Put it this way. I grow a lot of kale in my garden, so I never need buy any from the shops. The price of kale therefore doesn't bother me. If it falls I'm worse off as a kale-grower but better off as a kale-consumer to exactly the same extent. The net impact is zero. As an owner-occupier I'm in the same position. I'm providing housing services to myself. A rising cost of those services benefits me as a supplier and makes me worse off as a consumer with no net effect. As Mervyn King said (pdf) back in 1998:
A rise in house prices leads not only to an increase in wealth but also to an increase in the cost of housing services. Or, to put it another way, if the price of your home goes up, you will not be able to spend more on other things if you wish to carry on living in your home.
This shows that housing like a bond in another sense. A rise in bond prices is ambiguous for bond-holders.

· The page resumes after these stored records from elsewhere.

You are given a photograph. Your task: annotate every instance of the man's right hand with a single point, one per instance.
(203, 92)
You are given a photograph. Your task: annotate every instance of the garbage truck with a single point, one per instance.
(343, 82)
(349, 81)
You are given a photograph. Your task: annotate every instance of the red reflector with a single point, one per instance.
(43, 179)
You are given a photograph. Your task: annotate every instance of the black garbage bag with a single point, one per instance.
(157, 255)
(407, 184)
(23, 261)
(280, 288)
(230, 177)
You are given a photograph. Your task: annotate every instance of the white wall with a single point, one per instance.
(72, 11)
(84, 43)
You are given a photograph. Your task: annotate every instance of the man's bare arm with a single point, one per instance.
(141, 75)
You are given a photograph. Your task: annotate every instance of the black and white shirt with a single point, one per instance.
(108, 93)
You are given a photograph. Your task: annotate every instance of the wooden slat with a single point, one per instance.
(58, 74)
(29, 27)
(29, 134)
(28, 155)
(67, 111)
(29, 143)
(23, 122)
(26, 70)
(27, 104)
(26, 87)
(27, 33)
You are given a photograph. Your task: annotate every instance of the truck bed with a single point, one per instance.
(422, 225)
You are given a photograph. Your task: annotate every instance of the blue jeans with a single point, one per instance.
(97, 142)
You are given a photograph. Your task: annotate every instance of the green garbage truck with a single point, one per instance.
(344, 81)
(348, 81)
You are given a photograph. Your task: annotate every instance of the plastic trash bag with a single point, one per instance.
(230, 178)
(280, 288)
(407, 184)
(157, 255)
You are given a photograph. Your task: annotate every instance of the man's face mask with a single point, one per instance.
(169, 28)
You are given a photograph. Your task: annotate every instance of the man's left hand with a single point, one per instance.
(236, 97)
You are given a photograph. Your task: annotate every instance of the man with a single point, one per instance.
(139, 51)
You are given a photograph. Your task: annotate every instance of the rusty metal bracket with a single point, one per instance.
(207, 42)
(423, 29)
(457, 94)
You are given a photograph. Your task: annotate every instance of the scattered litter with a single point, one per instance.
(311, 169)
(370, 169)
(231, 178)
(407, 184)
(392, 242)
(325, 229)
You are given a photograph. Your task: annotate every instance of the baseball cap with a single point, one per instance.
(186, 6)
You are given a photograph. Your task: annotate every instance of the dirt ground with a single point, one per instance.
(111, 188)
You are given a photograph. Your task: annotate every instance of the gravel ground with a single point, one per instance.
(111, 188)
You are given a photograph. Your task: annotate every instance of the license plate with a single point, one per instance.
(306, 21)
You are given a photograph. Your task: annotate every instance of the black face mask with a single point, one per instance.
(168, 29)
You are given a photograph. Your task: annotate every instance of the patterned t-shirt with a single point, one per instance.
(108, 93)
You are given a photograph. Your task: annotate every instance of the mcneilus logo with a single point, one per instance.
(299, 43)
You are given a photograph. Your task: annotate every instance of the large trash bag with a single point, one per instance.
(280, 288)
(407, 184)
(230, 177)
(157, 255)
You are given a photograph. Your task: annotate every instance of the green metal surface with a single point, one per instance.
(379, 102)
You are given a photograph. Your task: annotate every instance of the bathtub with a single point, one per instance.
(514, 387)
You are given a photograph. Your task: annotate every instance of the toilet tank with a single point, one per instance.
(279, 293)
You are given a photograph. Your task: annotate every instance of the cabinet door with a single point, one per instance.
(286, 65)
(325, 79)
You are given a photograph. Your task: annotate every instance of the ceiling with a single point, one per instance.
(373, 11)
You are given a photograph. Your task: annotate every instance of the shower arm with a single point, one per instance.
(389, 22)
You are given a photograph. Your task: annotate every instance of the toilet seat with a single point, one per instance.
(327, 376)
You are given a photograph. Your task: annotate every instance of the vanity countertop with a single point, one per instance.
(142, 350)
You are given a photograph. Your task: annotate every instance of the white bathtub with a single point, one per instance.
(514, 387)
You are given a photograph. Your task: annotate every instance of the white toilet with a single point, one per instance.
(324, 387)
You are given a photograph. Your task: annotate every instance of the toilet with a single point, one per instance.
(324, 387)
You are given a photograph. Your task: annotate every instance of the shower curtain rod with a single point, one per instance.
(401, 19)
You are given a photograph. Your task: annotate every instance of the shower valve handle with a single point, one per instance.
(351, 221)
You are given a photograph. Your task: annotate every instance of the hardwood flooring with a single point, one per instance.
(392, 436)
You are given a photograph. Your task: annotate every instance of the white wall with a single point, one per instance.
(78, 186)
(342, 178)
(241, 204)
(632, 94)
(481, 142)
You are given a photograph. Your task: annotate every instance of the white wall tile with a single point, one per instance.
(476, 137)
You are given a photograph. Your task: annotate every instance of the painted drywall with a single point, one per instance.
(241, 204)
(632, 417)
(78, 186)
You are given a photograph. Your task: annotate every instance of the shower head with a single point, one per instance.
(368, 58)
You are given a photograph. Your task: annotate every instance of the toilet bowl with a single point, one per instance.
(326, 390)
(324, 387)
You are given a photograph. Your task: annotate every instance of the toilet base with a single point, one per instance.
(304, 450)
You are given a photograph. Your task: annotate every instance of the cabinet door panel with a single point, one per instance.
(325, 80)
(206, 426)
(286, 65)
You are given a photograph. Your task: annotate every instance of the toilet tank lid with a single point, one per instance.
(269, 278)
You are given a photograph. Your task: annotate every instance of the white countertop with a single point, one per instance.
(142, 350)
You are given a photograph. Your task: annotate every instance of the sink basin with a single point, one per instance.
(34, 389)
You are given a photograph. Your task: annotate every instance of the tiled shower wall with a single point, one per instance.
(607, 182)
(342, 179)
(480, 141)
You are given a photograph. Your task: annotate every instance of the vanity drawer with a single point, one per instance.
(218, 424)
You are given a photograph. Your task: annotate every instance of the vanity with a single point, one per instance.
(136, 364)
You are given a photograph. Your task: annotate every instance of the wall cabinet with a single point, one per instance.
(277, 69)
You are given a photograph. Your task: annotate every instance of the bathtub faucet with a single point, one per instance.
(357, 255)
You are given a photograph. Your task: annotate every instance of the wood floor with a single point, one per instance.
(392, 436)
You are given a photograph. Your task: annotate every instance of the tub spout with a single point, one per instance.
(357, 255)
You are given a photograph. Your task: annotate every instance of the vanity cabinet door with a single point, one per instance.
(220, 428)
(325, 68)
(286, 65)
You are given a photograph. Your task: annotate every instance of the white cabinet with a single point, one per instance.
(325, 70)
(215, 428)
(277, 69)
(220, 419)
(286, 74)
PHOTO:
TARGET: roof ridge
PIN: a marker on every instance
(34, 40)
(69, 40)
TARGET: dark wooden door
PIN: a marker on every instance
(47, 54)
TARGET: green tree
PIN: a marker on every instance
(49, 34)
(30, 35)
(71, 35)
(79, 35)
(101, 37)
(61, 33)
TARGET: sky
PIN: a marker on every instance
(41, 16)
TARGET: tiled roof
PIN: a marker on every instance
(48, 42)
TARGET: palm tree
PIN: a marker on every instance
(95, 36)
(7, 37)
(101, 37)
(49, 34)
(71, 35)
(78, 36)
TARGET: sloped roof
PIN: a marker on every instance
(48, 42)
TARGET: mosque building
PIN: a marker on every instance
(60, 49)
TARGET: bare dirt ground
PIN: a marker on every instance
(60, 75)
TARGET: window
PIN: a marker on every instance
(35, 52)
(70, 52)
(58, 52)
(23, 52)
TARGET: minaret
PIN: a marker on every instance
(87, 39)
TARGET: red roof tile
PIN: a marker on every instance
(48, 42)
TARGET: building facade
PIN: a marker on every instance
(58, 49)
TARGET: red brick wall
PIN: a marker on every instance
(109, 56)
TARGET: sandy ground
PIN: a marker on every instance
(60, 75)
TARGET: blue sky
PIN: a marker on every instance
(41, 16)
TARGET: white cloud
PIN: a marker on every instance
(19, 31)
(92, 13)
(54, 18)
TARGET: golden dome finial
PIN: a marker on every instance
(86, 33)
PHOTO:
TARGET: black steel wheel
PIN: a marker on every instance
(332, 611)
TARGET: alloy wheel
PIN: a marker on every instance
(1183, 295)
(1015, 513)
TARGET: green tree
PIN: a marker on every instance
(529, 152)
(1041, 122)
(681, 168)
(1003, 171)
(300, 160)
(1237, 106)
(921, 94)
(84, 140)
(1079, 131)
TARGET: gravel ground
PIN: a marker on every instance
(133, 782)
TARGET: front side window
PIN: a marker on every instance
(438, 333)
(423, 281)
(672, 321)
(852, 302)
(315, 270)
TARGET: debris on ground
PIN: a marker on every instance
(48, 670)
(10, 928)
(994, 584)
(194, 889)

Yes, it makes them better off in the sense that their assets are worth more. But it makes them worse off in that they will have to pay more in future to obtain a given income: "higher bond prices" is another way of saying "lower annuity rates". For many, the net impact is zero.
Obviously, this is not true for everybody. If you are a landlord or someone planning on trading down - that is, on consuming less housing services in future - rising house prices do make you better off.
Such people, though, are a minority. Atif Mian and Amir Sufi estimate that the boom in housing transactions in the US during the bubble of the mid-00s was driven by the 1% of people who bought and sold many houses quickly. The vast majority didn't behave as speculators - but as Ulrike Malmendier and Adam Szeidl show (pdf) bubbles are generated by minority behaviour.
But for everybody who is long of housing, somebody else is short such as younger people wanting to buy a home. Net, as Willem Buiter pointed out, housing is not net wealth (pdf).
If all this is right, it has an encouraging implication. It suggests that measures to definancialize the housing market such as credit controls, curbs on speculation or land value taxes are - from an economic point of view - a free hit. They would reduce the economic harms done by high house prices such as increased instability (pdf); lower productivity (due in part to encouraging longer commutes); and greater labour market frictions - not to mention the cultural and psychological damage they do. And they'd do so at very little cost: if house prices aren't net wealth, cuts in them don't matter.
This is not to say the job is politically easy: the tiny minority for whom house prices are wealth would resist such measures, and it is they who control politics. The point is, though, that what we have here is an obvious cost-benefit win.
But is it right? There's a different explanation for the contrast between bond and equity behaviour in the face of falling interest rates.
It's possible that housing speculators have priced in the good news of lower bond yields (a lower discount rate) but not the bad, that they betoken stagnation.
There's a sort of precedent for this. Back in 1979 Franco Modigliani and Richard Cohn argued that shares had fallen in the 70s because they were only half reacting (pdf) to higher inflation: they were taking on the bad news of higher interest rates and hence discount rates but not the good, that inflation would raise future earnings. Maybe the housing market is also doing some half-pricing in - taking on the good news of lower interest rates whilst ignoring what those lower rates symptomize.
If this is the case (and I don't know if it is) then prices should eventually fall of the own accord. In which case we don't need policy to definancialize housing: the market will do it anyway.